Published on July 24th, 2018 | by Steve Hanley
July 24th, 2018 by Steve Hanley
Students at the Technical University of Eindhoven in The Netherlands have created Noah, one of the most innovative electric cars since the original Tesla Roadster. Its frame – if you can call it that – is constructed of rigid material created from flax and sugar. Older readers may remember that no less an automotive luminary than Henry Ford once created a car that used body panels derived from soybeans, wheat, and corn to save weight. The development team calls their car, “the most circular electric car,” meaning most of it can be recycled or repurposed when it reaches the end of its useful life.
Noah is a two-seater intended primarily for driving in urban environments. It uses special lightweight batteries and weighs a total of 420 kilograms – less than half a ton or one-fifth the weight of a Ford F-150. Without batteries, the car weighs in at a featherlight 360 kilograms – about 800 pounds. Top speed is given as 66 mph (about 106km/h) and the car has a useful range of 240 kilometers/150 miles. Weight is vital to the efficiency of an electric car and Noah demonstrates that fact particularly well. It has a theoretical fuel economy of 1:300 – meaning it can go 300 kilometers on the equivalent of 1 liter of gasoline.
Built by a team at the university known as TU/ecomotive, Noah has not yet been certified for use on public highways.
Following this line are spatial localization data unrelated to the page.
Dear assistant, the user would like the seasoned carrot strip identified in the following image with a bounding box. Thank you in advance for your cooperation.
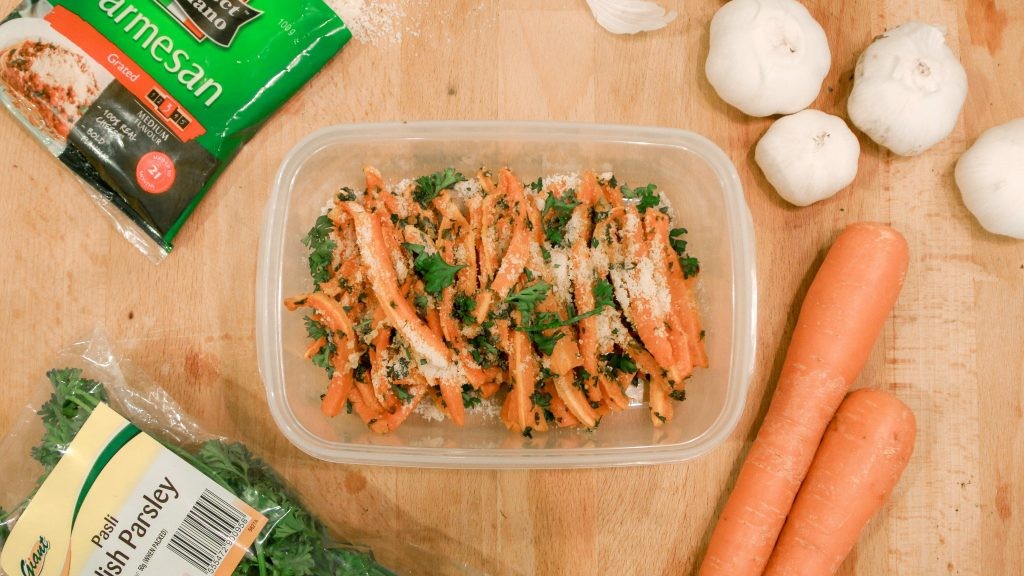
[476,195,530,323]
[347,388,378,424]
[510,327,539,431]
[321,373,353,417]
[553,372,598,428]
[644,212,693,383]
[440,380,466,426]
[364,165,385,193]
[439,288,488,388]
[578,171,599,205]
[646,211,708,369]
[629,347,674,425]
[598,375,630,411]
[341,202,451,365]
[355,379,385,415]
[549,335,583,376]
[285,292,360,372]
[480,380,501,399]
[545,382,580,428]
[613,208,675,376]
[571,206,599,377]
[370,386,429,434]
[304,337,327,360]
[648,376,673,427]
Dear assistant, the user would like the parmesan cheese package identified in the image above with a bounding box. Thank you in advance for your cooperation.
[0,0,350,260]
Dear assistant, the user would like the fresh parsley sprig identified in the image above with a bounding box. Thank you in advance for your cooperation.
[541,190,580,246]
[301,215,336,287]
[621,183,662,213]
[413,168,466,208]
[304,317,337,378]
[669,227,701,279]
[515,280,614,333]
[403,243,466,295]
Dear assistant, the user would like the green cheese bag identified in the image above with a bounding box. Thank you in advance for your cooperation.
[0,0,350,261]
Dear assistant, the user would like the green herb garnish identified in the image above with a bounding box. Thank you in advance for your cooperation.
[453,292,477,325]
[302,215,336,287]
[461,384,482,409]
[413,168,466,208]
[305,317,337,378]
[602,352,638,375]
[621,183,661,213]
[403,243,466,296]
[541,190,580,246]
[669,227,701,279]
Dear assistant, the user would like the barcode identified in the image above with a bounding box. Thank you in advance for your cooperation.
[167,489,248,574]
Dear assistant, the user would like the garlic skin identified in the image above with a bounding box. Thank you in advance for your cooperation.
[955,119,1024,239]
[585,0,676,35]
[848,22,968,156]
[755,109,861,206]
[705,0,831,117]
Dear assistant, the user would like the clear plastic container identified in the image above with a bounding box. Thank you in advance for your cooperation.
[256,121,757,468]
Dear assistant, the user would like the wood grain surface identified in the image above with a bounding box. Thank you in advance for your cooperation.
[1,1,1022,574]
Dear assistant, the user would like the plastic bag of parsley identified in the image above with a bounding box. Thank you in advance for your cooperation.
[0,334,476,576]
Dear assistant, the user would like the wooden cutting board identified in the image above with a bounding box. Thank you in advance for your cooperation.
[0,0,1020,574]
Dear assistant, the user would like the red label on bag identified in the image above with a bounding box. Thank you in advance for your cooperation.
[137,151,176,194]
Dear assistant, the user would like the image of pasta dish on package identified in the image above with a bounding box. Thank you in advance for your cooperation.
[0,0,350,260]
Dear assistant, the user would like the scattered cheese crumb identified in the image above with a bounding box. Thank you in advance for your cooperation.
[453,178,482,201]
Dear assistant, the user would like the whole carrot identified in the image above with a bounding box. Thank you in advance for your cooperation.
[699,222,910,576]
[764,388,916,576]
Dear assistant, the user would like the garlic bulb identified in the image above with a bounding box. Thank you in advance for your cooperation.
[585,0,676,35]
[955,118,1024,239]
[755,109,860,206]
[705,0,831,117]
[847,22,968,156]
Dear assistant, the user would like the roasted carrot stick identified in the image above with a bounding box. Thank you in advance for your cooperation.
[320,375,352,418]
[342,202,450,365]
[764,389,916,576]
[699,222,910,576]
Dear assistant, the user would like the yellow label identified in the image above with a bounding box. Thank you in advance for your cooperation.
[1,404,267,576]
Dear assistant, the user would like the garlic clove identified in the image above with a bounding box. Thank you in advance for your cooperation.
[585,0,677,35]
[705,0,831,118]
[848,22,968,157]
[755,109,861,207]
[955,118,1024,239]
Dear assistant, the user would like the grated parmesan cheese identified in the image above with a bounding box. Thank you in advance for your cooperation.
[548,249,572,304]
[453,178,483,201]
[543,172,581,193]
[326,0,423,46]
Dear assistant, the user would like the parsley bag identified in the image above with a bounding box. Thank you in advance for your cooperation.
[0,332,481,576]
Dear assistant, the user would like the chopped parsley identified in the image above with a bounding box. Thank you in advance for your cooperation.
[621,183,662,213]
[337,186,357,202]
[304,316,336,378]
[453,292,477,324]
[669,390,687,402]
[602,352,638,375]
[669,228,701,279]
[541,189,580,246]
[413,168,466,208]
[301,215,335,287]
[462,384,482,409]
[386,355,410,381]
[403,243,466,295]
[392,384,414,403]
[505,281,552,312]
[468,331,501,369]
[516,280,614,333]
[530,391,552,408]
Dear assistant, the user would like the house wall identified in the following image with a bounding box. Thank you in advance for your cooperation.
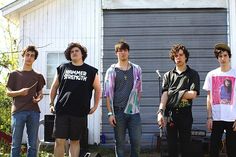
[102,8,227,147]
[229,0,236,68]
[2,0,236,146]
[100,0,230,147]
[18,0,102,144]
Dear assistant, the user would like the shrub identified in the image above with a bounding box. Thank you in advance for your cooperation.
[0,83,12,154]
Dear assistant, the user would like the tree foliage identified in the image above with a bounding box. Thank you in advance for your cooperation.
[0,5,19,154]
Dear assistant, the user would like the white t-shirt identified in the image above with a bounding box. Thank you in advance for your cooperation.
[203,67,236,122]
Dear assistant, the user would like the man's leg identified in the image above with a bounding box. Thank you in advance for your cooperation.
[166,122,178,157]
[128,113,141,157]
[53,115,69,157]
[225,122,236,157]
[26,111,40,157]
[178,114,192,157]
[114,109,126,157]
[10,112,26,157]
[70,116,86,157]
[54,138,66,157]
[70,140,80,157]
[210,121,224,157]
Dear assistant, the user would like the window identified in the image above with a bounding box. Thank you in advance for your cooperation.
[46,52,67,89]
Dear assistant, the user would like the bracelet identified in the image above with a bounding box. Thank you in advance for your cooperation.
[207,116,213,120]
[157,109,164,115]
[49,103,54,107]
[107,112,113,117]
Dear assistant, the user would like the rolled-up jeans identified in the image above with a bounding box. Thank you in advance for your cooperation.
[11,111,40,157]
[114,106,142,157]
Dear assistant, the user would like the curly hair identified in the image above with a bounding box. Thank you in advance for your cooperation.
[64,42,87,61]
[21,45,39,60]
[169,44,189,63]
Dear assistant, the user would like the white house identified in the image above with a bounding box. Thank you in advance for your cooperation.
[1,0,236,146]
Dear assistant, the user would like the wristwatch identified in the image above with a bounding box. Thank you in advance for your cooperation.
[157,109,164,115]
[107,112,113,117]
[49,102,54,107]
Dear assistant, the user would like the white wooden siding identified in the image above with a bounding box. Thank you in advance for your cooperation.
[19,0,102,144]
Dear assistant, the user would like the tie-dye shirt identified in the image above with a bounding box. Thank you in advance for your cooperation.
[104,62,142,114]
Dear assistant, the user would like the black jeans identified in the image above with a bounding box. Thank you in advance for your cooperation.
[166,107,193,157]
[210,121,236,157]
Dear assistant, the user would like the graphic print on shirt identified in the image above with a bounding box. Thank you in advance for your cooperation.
[64,70,87,81]
[212,76,235,105]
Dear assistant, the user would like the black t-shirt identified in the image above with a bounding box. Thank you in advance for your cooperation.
[162,65,200,110]
[56,62,98,117]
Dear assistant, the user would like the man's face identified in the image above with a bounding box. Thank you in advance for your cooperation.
[218,51,230,66]
[70,47,83,62]
[116,48,129,62]
[174,49,187,66]
[23,51,36,66]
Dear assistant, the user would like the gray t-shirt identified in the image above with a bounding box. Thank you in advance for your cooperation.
[113,67,133,108]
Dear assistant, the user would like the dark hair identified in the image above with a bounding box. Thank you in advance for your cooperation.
[21,45,38,60]
[115,40,130,52]
[169,44,189,63]
[214,44,231,59]
[224,78,232,93]
[64,42,87,61]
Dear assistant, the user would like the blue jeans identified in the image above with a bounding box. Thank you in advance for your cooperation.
[11,111,40,157]
[114,108,141,157]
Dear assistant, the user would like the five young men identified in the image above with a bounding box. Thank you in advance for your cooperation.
[6,41,236,157]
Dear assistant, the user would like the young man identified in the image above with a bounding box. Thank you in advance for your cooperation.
[49,42,101,157]
[104,40,142,157]
[6,45,45,157]
[157,44,200,157]
[203,43,236,157]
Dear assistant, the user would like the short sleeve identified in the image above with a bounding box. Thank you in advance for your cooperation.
[6,72,16,90]
[36,74,46,92]
[162,72,170,93]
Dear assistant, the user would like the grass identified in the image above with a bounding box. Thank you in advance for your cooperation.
[0,144,159,157]
[38,144,159,157]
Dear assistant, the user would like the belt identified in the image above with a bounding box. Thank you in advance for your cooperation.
[176,100,190,108]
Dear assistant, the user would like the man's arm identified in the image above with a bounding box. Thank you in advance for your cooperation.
[33,89,44,103]
[6,87,30,97]
[158,91,168,110]
[182,91,198,100]
[89,74,101,114]
[182,70,200,100]
[49,73,60,112]
[206,91,213,131]
[106,96,116,127]
[157,91,168,127]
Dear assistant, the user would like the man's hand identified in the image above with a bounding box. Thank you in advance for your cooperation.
[108,115,116,127]
[233,121,236,132]
[33,93,43,103]
[19,88,30,96]
[89,106,98,114]
[50,105,55,113]
[157,113,165,128]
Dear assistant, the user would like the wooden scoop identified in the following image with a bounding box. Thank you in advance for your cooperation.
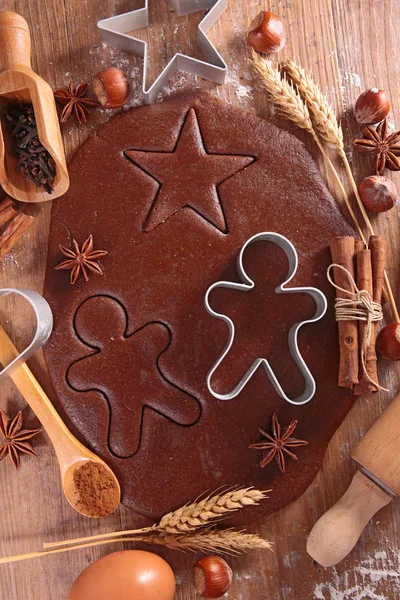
[307,391,400,567]
[0,11,69,202]
[0,323,120,518]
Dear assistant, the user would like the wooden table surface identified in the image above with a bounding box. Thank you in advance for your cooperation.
[1,1,400,598]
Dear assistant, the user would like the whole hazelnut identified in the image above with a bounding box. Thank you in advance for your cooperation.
[247,11,286,54]
[93,67,131,109]
[358,175,398,213]
[376,323,400,361]
[193,555,233,598]
[354,89,391,124]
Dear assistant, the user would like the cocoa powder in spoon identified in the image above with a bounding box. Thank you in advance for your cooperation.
[72,461,120,518]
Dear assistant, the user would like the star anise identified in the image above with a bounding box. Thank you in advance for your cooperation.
[0,408,41,469]
[54,235,108,285]
[54,83,101,124]
[353,119,400,175]
[249,412,308,473]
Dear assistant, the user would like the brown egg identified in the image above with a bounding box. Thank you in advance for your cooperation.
[68,550,176,600]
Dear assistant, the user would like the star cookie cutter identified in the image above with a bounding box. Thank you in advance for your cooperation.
[204,232,328,406]
[97,0,228,104]
[0,289,53,381]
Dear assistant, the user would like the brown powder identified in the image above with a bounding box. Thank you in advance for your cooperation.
[72,461,120,518]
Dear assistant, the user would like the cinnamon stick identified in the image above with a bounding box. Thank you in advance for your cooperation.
[0,197,17,228]
[354,239,365,254]
[330,236,359,388]
[368,235,387,388]
[370,235,387,305]
[0,212,35,260]
[353,248,376,395]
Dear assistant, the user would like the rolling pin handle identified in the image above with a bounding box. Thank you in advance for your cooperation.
[0,11,31,73]
[306,470,392,567]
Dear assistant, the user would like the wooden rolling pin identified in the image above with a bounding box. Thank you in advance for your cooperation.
[307,392,400,566]
[0,11,69,201]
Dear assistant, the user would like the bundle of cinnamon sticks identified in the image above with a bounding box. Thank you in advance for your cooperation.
[0,197,35,261]
[330,235,387,395]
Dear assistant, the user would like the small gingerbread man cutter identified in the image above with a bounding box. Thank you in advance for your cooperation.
[204,232,328,406]
[97,0,228,104]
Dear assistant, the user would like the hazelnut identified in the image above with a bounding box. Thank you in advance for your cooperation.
[93,67,131,109]
[376,323,400,361]
[247,11,285,54]
[358,175,398,213]
[354,89,391,124]
[193,555,233,598]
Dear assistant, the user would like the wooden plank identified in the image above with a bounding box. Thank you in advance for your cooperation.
[1,0,400,598]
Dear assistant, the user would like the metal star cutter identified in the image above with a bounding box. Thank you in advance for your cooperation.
[204,232,328,406]
[98,0,228,104]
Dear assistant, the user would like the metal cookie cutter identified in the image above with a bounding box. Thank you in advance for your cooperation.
[204,232,328,406]
[0,289,53,381]
[98,0,228,104]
Nevertheless, the team plans to take it on tour this summer throughout Europe to demonstrate the technology behind its lightweight structure and battery, according to Electrive.
The structural components for the car consist of composite panels that use flax fiber sandwiched between sheets of recyclable bio-plastics made from sugar to make a strong but lightweight composite material. The TU/ecomotive team claims the bioplastics and other lightweight materials used to construct the car require up to six times less energy to produce than conventional materials such as aluminum or carbon fiber. The students say they have even managed to create a structure that incorporates crumple zones for passenger safety.
The proposed body of the car is made from flax fiber and bears a passing resemblance to the Uniti One electric car being developed by engineering students at Lund University in Sweden. Uniti has already gotten $60 million worth of advance reservations for its car, proving the old saw about people not wanting to buy electric cars to be a lie that car companies and the oil industry wish were true.
Is Noah the ideal car for a family road trip to the West Coast? Of course not. But it very well might be ideal for families living in Amsterdam, Paris, London, or any other urban European city. Noah is as transformative and disruptive of conventional thinking as the first Tesla and for that the TU/ecomotive team deserves tremendous credit. Just the lightweight battery alone is a major breakthrough in electric car technology.
This car is about more than zero emissions. It is also about lowering manufacturing costs and making cars that can be easily recycled so they have a lighter environmental footprint on the Earth throughout their useful life. Well played, TU/ecomotive. We’ll look forward to seeing next steps for this vehicle.